Consider an eager token refresh feature

[AndersAbel]

With server side sessions on IdentityServer the refresh token flow not only provides new access tokens, but it also ensure that the session on IdentityServer is kept alive.

Consider adding a feature that checks the token expiry time during the cookie principal validation and runs the refresh token flow if needed.

[brockallen]

I think this can be done manually today by calling GetUserAccessTokenAsync and pass the "force renew" flag on the options.

[AndersAbel]

It cannot be done from the cookie ValidatePrincipal event, because GetUserAccessTokenAsync calls AuthenticateAsync which results in a call to ValidatePrincipal. We can reuse the same code internally, but we need to provide an entry point that uses supplied principal and properties instead of getting them from AuthenticateAsync.

[brockallen]

Ok, that makes sense. But we still have a way now to do that as needed/desired. Also, this is how it was done in oidc-client-js, and it caused other issues. We can discuss.

[MH61Aus]

Just wanted to add to the discussion here, as it was my ticket that led to this.

We've followed the guidance around inactivity timeout (https://docs.duendesoftware.com/identityserver/v7/ui/server_side_sessions/inactivity_timeout), as we're in an industry where we'd prefer to end the sessions of inactive users as soon as we can.

Some of our clients don't hit web APIs, so their interaction with the identity server is limited to receiving their ID token (and subsequently claims via user info). for these, the identity server cookie expiration will never slide, as the tokens never get refreshed, so when the session cleanup service kicks in, the user gets signed out of the client even if they're doing stuff.

We added code in the cookie event handler validate principal to check for valid tokens, and refresh them if required in order to extend the session. we wanted to leverage AccessTokenManagement as its code already did everything we needed, but the call to Authenticate in AuthenticationSessionUserAccessTokenStore.GetTokenAsync would create an infinite loop.

For now we've created our own extensions of this code, such as ICustomUserTokenManagementService: IUserTokenManagementService which defines Task<UserToken> GetAccessTokenAsync(CookieValidatePrincipalContext context, UserTokenRequestParameters? parameters = null, CancellationToken cancellationToken = default);

For the most part the only real difference is that this code assumes that since you have a CookieValidatePrincipalContext, you don't have to authenticate again.

As an aside, I added IntrospectAccessTokenAsync to our ICustomUserTokenEndpointService

and in GetAccessTokenAsync I added a call to this introspection endpoint to see if a token had been revoked.

This all seems to be working great at the moment.

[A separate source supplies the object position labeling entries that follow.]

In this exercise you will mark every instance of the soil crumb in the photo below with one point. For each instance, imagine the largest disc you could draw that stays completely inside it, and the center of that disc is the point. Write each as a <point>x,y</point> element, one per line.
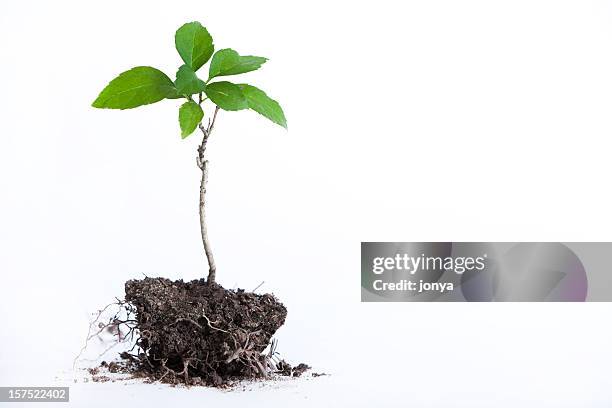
<point>194,333</point>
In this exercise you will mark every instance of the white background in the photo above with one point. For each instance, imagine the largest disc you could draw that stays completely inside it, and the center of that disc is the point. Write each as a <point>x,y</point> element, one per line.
<point>408,121</point>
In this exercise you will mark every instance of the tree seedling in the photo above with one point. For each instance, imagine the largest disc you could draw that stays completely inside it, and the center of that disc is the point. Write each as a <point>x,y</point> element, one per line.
<point>145,85</point>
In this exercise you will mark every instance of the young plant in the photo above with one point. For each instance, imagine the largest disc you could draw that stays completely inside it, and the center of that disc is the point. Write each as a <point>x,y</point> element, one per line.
<point>145,85</point>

I'm not sure if its seen as totally out of scope for the AccessTokenManagement library, but I'm surprised others aren't running into the same issues we did.

[Erwinvandervalk]

@MH61Aus I looked into this issue.

It looks like the ValidatePrincipal method might not be the right place to do such a check. I tried to spike a solution that does what you're suggesting. Our extension methods expect to be executed AFTER authentication has taken place. While it would be possible to add a separate extension method that does a subset of what our extension methods do, it looks like it's much easier just to add a simple piece of middleware after the UseAuthentication().

For example:

        app.UseAuthentication();
        app.UseMiddleware<RefreshingMiddleware>();


    public class RefreshingMiddleware(RequestDelegate next)
    {
        public async Task Invoke(HttpContext context)
        {
            await context.GetUserAccessTokenAsync();

            await next(context);
        }
    }

It looks like this does what you want it to do: check if the authentication token is still valid. If not, refresh it using the refresh token.

[Erwinvandervalk]

For completeness, here was my spike:
#136

I'm closing this issue for now, but please let me know if this does not resolve your challenge.